Review by Nick H.
In NBA 2k17, the action is smoother than ever and there are so many different modes, options and sliders that almost anyone should be able to pick up this latest release in the popular franchise and enjoy themselves. Admittedly 2K Sports has had the best NBA franchise for years now, and there is no real competition for NBA 2K17 - but that doesn't mean that the developers have been resting on their laurels.
It would be really easy for Visual Concepts to just mail it in. EA has not produced a competitive NBA video game in several years now. And, unlike football and baseball, there's nowhere near the number of small independent developers trying really creative things of their own. It works to 2K Games' benefit that all the bells and whistles you could want are here, as NBA 2K17 is an incredibly polished experience. The audio is strong yet again, bringing in familiar voice talent and giving them plenty of new lines to work with - both in the pre-game as well as during the game itself. As with any sports title where you play dozens (or in my case hundreds) of matches, you are going to get some repetition, but all in all the commentators are pretty good.
Visually this is by far the most impressive basketball game to date. Is it perfect? No, but I've always thought that NBA games had it harder than most sports titles when it comes to the character models. Faces are not obscured by masks and helmets, bodies have musculature and shape that is lost in other sports games with heavy pads and uniforms that completely cover the body. There are some goofy animations that can occur on some collisions, and I still get a little frustrated at times with how 'sticky' the post game is. What I mean by that is for years now, ever since an actual back-to-the-basket form of offence was integrated into video game basketball, players tend to get locked into a grapple of arms and legs that becomes very unwieldy. Now this is something that can happen when playing the sport in real life too, but here it does happen just about every time, which makes the risk of a three second violation frequently annoying. That being said, I've certainly played basketball games (including earlier iterations in this series) that were far more egregious in this area.

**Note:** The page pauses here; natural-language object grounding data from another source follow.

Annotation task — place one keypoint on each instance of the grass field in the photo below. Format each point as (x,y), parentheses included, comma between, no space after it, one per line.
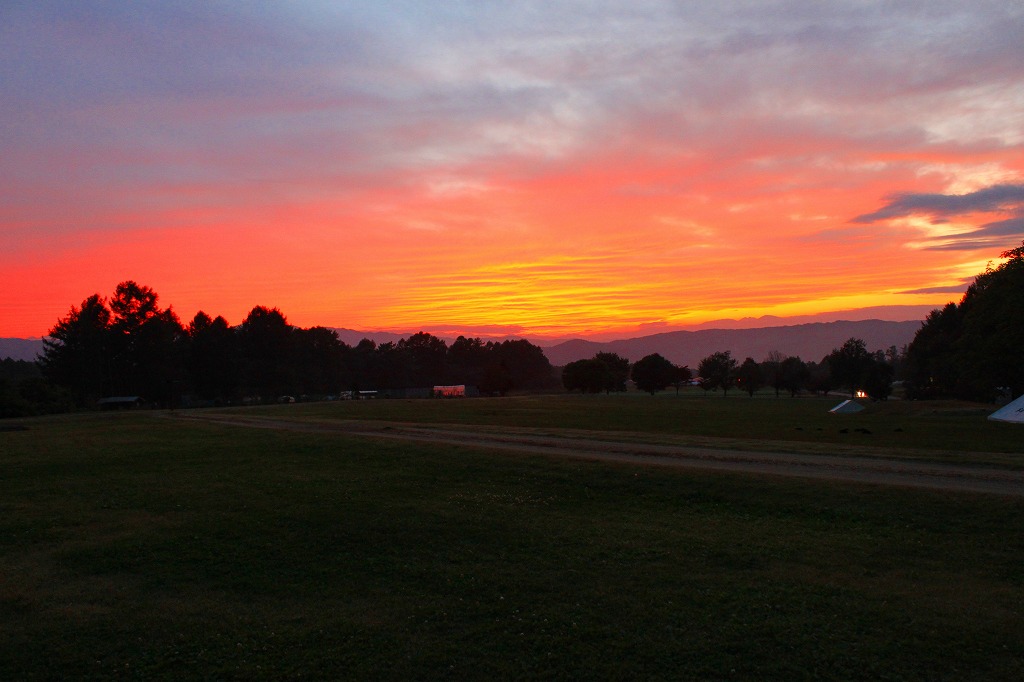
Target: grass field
(134,547)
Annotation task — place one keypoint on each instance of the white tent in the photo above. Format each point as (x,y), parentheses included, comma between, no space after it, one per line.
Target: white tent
(1010,413)
(847,408)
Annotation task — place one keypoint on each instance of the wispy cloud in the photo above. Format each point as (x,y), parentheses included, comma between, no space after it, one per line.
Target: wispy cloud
(939,208)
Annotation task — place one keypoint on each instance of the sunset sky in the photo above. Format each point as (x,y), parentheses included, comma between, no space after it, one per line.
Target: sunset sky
(523,168)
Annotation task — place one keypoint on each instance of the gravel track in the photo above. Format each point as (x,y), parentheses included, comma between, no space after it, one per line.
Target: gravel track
(568,443)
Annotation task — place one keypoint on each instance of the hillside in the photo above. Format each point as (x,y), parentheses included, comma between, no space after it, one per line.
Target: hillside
(810,342)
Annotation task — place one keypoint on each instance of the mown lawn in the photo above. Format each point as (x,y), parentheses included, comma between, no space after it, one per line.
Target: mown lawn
(134,547)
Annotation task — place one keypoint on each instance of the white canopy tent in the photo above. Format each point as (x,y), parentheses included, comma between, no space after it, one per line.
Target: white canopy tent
(1013,412)
(847,408)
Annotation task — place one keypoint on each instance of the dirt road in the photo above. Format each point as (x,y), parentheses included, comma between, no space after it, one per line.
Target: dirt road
(590,445)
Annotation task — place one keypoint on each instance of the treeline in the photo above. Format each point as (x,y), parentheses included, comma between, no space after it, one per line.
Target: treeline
(850,367)
(129,346)
(25,392)
(975,349)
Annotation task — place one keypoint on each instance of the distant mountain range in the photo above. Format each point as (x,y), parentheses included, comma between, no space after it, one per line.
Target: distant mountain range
(26,349)
(810,341)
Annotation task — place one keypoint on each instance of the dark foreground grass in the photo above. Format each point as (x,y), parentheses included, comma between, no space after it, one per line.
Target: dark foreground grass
(133,547)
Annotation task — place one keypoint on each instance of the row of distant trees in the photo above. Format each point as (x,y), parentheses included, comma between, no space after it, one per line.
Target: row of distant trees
(129,345)
(974,349)
(850,367)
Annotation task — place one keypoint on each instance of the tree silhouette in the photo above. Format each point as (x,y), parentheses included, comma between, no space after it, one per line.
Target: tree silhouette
(749,377)
(76,354)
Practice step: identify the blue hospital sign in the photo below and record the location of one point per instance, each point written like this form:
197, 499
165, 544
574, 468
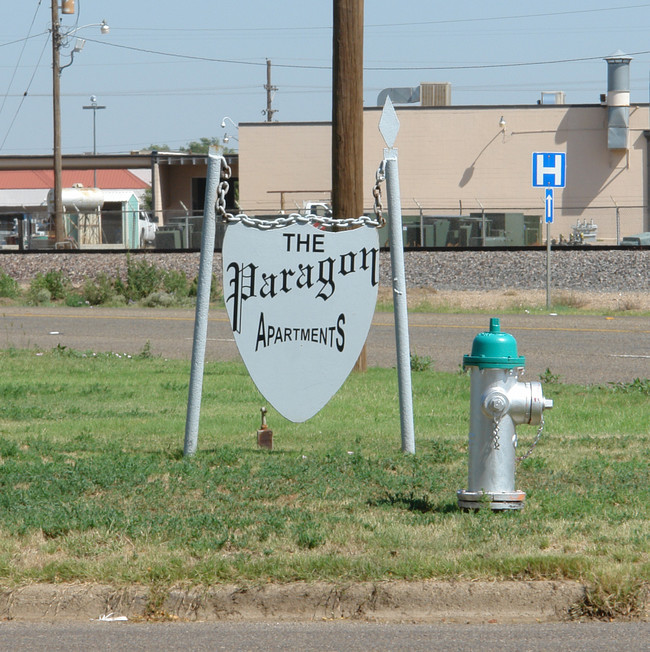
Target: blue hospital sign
549, 170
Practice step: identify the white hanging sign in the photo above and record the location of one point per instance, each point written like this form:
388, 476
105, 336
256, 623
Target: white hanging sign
300, 302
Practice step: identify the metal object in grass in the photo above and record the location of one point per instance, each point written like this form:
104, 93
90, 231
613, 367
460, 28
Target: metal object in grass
498, 403
264, 433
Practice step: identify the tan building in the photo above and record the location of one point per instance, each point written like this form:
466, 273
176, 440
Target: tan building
456, 160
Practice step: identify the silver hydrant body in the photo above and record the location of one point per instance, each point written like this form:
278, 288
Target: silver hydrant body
499, 402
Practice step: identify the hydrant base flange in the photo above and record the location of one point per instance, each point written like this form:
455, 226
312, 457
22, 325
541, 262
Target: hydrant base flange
496, 501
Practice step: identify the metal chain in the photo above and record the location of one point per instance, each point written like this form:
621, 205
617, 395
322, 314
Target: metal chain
495, 434
329, 223
532, 446
380, 177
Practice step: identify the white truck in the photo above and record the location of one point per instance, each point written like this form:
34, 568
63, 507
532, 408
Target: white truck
147, 226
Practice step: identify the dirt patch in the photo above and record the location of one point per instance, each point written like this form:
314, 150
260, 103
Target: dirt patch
387, 602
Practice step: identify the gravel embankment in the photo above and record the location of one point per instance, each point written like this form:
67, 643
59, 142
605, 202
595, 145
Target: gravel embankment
585, 270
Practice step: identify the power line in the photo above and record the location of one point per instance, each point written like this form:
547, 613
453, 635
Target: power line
243, 62
20, 56
373, 25
24, 94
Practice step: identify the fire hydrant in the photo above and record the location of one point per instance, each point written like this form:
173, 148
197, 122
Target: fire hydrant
498, 403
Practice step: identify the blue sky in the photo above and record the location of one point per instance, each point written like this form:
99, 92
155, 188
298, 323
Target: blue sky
168, 72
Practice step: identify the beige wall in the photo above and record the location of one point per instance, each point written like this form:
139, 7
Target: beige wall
453, 156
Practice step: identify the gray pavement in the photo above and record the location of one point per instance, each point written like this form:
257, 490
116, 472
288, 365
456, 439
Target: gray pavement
348, 636
579, 349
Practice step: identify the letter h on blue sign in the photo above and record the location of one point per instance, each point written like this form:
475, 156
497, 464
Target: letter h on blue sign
549, 169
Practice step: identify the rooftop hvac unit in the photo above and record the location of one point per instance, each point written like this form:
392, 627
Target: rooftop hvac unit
552, 97
435, 94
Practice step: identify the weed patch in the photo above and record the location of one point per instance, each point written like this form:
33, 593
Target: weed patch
94, 486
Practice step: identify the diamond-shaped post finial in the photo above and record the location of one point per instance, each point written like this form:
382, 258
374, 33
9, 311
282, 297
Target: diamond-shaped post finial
389, 124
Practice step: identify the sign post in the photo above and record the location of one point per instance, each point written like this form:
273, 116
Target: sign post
549, 171
388, 127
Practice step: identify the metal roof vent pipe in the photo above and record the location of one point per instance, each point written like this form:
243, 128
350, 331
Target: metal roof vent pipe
618, 100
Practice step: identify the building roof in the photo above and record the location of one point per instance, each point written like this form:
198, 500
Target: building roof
44, 179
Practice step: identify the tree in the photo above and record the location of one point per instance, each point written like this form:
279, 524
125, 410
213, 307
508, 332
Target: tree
201, 146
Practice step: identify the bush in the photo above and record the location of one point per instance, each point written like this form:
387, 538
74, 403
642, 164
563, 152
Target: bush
38, 296
176, 283
158, 299
8, 286
53, 281
142, 279
99, 290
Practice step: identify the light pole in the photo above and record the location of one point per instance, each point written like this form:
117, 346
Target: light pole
226, 137
58, 38
95, 107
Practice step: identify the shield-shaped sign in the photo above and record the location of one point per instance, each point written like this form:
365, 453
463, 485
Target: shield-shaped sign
300, 302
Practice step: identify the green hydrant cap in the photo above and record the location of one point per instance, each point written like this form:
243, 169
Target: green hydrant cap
494, 350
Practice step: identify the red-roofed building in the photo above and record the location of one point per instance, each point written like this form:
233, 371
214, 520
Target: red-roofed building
176, 180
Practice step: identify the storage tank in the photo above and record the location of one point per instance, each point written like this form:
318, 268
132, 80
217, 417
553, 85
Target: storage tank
78, 199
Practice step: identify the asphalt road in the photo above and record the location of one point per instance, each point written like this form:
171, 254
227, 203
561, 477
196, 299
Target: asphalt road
579, 349
576, 637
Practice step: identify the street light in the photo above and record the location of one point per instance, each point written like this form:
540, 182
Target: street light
60, 39
232, 122
95, 107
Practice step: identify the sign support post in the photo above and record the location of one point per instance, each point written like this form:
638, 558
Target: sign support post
549, 171
389, 126
202, 305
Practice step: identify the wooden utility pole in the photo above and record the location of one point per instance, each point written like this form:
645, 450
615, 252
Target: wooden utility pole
59, 227
347, 116
270, 89
347, 109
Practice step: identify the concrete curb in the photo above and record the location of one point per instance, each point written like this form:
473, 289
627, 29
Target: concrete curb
386, 602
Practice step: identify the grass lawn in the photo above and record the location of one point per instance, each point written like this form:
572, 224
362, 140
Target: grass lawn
94, 486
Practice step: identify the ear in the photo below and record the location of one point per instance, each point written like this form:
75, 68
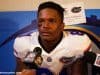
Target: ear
62, 26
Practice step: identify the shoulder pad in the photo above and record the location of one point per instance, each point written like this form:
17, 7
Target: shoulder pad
75, 32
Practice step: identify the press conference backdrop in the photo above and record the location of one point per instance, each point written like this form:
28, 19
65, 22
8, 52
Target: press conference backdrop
20, 16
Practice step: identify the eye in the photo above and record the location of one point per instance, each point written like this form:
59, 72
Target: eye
52, 21
40, 20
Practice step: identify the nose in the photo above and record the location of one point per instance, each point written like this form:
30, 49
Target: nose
45, 25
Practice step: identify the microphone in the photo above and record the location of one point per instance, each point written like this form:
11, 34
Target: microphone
92, 58
33, 59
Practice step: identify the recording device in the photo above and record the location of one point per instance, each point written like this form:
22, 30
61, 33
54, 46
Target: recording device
92, 58
30, 58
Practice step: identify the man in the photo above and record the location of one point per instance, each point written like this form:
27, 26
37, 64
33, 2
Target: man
61, 51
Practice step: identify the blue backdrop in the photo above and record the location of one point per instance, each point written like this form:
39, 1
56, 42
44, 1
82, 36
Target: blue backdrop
12, 22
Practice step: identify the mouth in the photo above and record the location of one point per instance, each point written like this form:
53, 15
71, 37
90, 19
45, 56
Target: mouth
45, 33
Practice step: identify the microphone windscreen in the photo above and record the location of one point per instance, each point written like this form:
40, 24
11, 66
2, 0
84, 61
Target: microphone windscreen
37, 50
90, 57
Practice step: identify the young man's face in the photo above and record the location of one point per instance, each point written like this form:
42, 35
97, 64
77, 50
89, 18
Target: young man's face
49, 24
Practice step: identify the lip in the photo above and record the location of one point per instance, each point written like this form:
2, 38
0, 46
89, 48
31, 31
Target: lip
45, 33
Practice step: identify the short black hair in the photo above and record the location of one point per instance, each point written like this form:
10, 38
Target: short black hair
52, 5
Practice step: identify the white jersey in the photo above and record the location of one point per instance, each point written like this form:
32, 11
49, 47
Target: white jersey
70, 46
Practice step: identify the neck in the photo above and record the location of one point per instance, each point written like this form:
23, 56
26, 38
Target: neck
50, 45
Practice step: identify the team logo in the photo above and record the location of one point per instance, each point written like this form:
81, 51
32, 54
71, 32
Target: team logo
67, 60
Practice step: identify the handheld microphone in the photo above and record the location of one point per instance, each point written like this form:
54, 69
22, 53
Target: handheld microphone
32, 64
92, 58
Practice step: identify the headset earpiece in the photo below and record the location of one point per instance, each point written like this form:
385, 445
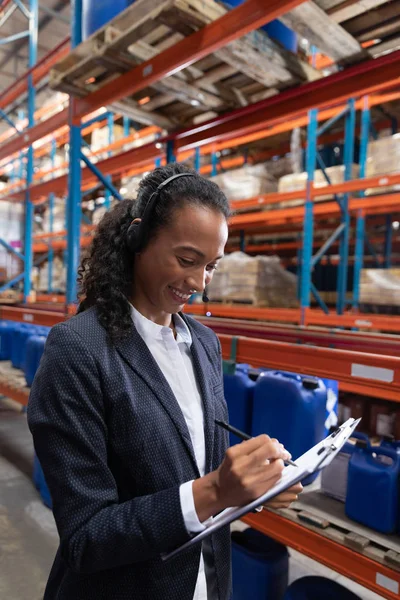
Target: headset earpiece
133, 236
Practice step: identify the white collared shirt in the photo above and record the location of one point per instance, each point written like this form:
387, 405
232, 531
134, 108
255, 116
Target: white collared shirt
174, 358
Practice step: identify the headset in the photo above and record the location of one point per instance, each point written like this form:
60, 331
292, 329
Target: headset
137, 232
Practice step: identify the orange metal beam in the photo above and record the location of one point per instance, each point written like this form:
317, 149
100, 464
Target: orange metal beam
368, 322
31, 316
109, 166
40, 70
371, 374
247, 221
364, 78
234, 24
341, 559
18, 395
36, 132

In truth, this is about the best-handling version of NBA 2K I have experienced in a long time, possibly ever. Character movements are a little less rigid, defenders a bit less psychic. The end result is fewer steals due to sloppy passes or artificially clogged passing lanes that allow you to make passes into the paint. Perhaps this is most evident in some of the lobbing / overhead passes that you can loft in for post players who are on the backside of their defenders. I have not been particularly adept at good alley-ooping for a couple of years now, but I have had a handful of pretty spectacular plays in this year's game.
Like most sports titles these days, you have a wide variety of modes from online play to the popular collect cards of players to build a sort of fantasy team, to a wide variety of options that can be applied to a franchise mode and more. These are all quite solid, but the place I tend to spend the majority of my time in any NBA 2K game is in the MyCareer mode, and this year does not disappoint on that front. I felt that last year's version of the game was hit and miss with how the narrative was handled. On the one hand, I am a sucker for a story and NBA 2K16 told one in its career mode. This was something I could appreciate, but for whatever reason the story really did not click with me - it never really felt like 'my story' because there were events that seemed out of line with what I would have had my player do. It certainly helped make everything more dramatic, but it felt less like 'MyCareer' and more like 'SomeoneElse'sCareer'. This year you have a bit more say in how things develop, and frankly the story is a bit more generic but also left me with a greater sense of ownership over how my career would develop. It is not perfect, I can think of things I'd like to see in the future that would lend even more granular control over things, but it is one of the better career modes that I've seen.
Taking my player through an abridged college career and letting him play for the national team, getting drafted in the lottery and watching him work through the league as a backup to eventually becoming a starter who can hang up some very legitimate numbers is incredibly rewarding. Everyone's own personal style will no doubt come out when they play. I try a few different roles every year, from a playmaking drive and dish point guard to a lights out three point threat - but in the end I always wind up taking an athletic centre. There's just something about doing the dirty work of setting screens, getting rebounds and triggering fastbreaks with a crisp outlet pass that meshes with how I play the sport of basketball in real life and translates very well to 2K Sports' video game adaptation.
That is not to say everything was perfect upon release. Servers online were a little laggy initially, making it harder to be successful with perimeter oriented teams that like to take outside shots, since precise timing is such an important factor. I ran into a glitch with MyCareer mode where my primary player simply won't load any more (but the good folks at 2K support are working with me on the issue while giving me an excuse to play one of my other MyCareer players in the meantime). There were a handful of smaller bugs that were evident in the first week, though just about all of those were cleaned up with the patch that was released earlier this week.
Without a doubt NBA 2K17 is the best basketball game on the market so far. There are a handful of flaws, but when weighed against everything that Visual Concepts got right, they are pretty insignificant. I have always felt that basketball is probably one of the most challenging (if not the most challenging) sport to represent in a video game, but as a lifelong fan of the NBA this is as close as the medium has taken me to enjoying the sport.